A tuple returned after a dbt task executes.

Parameters:
  • success (bool)

  • run_results (Optional[RunResult])

  • artifacts (dict[str, Any])

success

Whether the task succeeded or not.

Type:

bool

run_results

Results from the dbt task, if available.

Type:

Optional[RunResult]

artifacts

A dictionary of saved dbt artifacts. It may be empty.

Type:

dict[str, Any]

artifacts: dict[str, Any]

Alias for field number 2

run_results: RunResult | None

Alias for field number 1

success: bool

Alias for field number 0

class airflow_dbt_python.hooks.dbt.DbtTemporaryDirectory(suffix=None, prefix=None, dir=None, ignore_cleanup_errors=True)[source]

A wrapper on TemporaryDirectory for older versions of Python.

Support for ignore_cleanup_errors was added in Python 3.10. There is a very obscure error that can happen when cleaning up a directory, even though everything should be cleaned. We would like to use ignore_cleanup_errors to provide clean up on a best-effort basis. For the time being, we are addressing this only for Python>=3.10.

Supported dbt remote hooks

The DbtRemoteHook interface

The DbtRemoteHook interface includes methods for downloading and uploading files.

Internally, DbtRemoteHooks can use Airflow hooks to execute the actual operations.

Currently, only AWS S3 and the local filesystem are supported as remotes.

class airflow_dbt_python.hooks.remote.DbtRemoteHook(context=None)[source]

Represents a dbt project storing any dbt files.

A concrete backend class should implement the push and pull methods to fetch one or more dbt files. Backends can rely on an Airflow connection with a corresponding hook, but this is not enforced.

Delegating the responsibility of dealing with dbt files to backend subclasses allows us to support more backends without changing the DbtHook.

connection_id

An optional Airflow connection. If defined, will be used to instantiate a hook for this backend.

abstract download(source, destination, replace=False, delete_before=False)[source]

Download source URL into local destination URL.

Parameters:
  • source (URL)

  • destination (URL)

  • replace (bool)

  • delete_before (bool)

download_dbt_profiles(source, destination)[source]

Download a dbt profiles.yml file from a given source.

Parameters:
  • source (URL | str | Path) – URLLike pointing to a remote containing a profiles.yml file.
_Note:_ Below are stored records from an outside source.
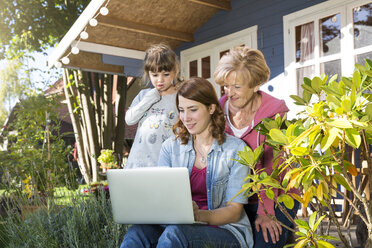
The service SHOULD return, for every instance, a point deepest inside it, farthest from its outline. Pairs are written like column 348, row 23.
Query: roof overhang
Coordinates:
column 129, row 29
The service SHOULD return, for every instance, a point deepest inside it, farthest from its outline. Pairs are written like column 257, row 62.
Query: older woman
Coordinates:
column 242, row 71
column 201, row 145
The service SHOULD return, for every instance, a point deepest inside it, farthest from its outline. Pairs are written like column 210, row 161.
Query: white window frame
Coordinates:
column 315, row 13
column 247, row 37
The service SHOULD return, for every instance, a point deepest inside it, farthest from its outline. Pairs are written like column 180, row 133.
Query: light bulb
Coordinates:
column 75, row 50
column 58, row 64
column 103, row 11
column 65, row 60
column 84, row 35
column 93, row 22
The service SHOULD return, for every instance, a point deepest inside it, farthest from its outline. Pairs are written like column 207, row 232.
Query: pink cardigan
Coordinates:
column 270, row 106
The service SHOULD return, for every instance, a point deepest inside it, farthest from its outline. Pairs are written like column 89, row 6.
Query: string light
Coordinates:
column 83, row 36
column 103, row 11
column 65, row 60
column 93, row 22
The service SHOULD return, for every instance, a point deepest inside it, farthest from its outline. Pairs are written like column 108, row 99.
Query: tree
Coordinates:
column 337, row 117
column 97, row 118
column 34, row 25
column 36, row 154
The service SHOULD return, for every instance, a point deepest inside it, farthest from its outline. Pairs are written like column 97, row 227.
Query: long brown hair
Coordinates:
column 248, row 62
column 201, row 90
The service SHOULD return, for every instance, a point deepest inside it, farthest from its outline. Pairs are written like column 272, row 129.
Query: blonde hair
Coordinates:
column 160, row 57
column 246, row 62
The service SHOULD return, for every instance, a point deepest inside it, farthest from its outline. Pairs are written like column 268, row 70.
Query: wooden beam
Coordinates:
column 92, row 62
column 218, row 4
column 145, row 29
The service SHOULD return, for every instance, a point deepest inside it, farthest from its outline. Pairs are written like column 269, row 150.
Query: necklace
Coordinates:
column 203, row 160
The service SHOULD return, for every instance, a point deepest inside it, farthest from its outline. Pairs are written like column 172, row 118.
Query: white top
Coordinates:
column 155, row 116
  • destination (URL | str | Path) – URLLike to a directory where the profiles.yml will be stored.

Returns:

The destination Path.

Return type:

Path

download_dbt_project(source, destination)[source]

Download all dbt project files from a given source.

Parameters:
  • source (URL | str | Path) – URLLike to a directory containing a dbt project.

  • destination (URL | str | Path) – URLLike to a directory where the will be stored.

Returns:

The destination Path.

Return type:

Path

abstract upload(source, destination, replace=False, delete_before=False)[source]

Upload a local source URL into destination URL.

Parameters:
  • source (URL)

  • destination (URL)

  • replace (bool)

  • delete_before (bool)

upload_dbt_project(source, destination, replace=False, delete_before=False)[source]

Upload all dbt project files from a given source.

Parameters:
  • source (URL | str | Path) – URLLike to a directory containing a dbt project.

  • destination (URL | str | Path) – URLLike to a directory where the dbt project will be stored.

  • replace (bool) – Flag to indicate whether to replace existing files.

  • delete_before (bool) – Flag to indicate wheter to clear any existing files before uploading the dbt project.

airflow_dbt_python.hooks.remote.get_remote(scheme, conn_id=None)[source]

Get a DbtRemoteHook as long as the scheme is supported.

In the future we should make our hooks discoverable and package ourselves as a proper Airflow providers package.

Parameters:
  • scheme (str)

  • conn_id (str | None)

Return type:

DbtRemoteHook

dbt git remote

dbt localfs remote

A local filesystem remote for dbt.

Intended to be used only when running Airflow with a LocalExceutor.

class airflow_dbt_python.hooks.localfs.DbtLocalFsRemoteHook(fs_conn_id='fs_default')[source]

A concrete dbt remote for a local filesystem.

This remote is intended to be used when running Airflow with a LocalExecutor, and it relies on shutil from the standard library to do all the file manipulation. For these reasons, running multiple concurrent tasks with this remote may lead to race conditions if attempting to push files to the remote.

Parameters:

fs_conn_id (str)

copy(source, destination, replace=False, delete_before=False)[source]

Push all dbt files under the source directory to another local path.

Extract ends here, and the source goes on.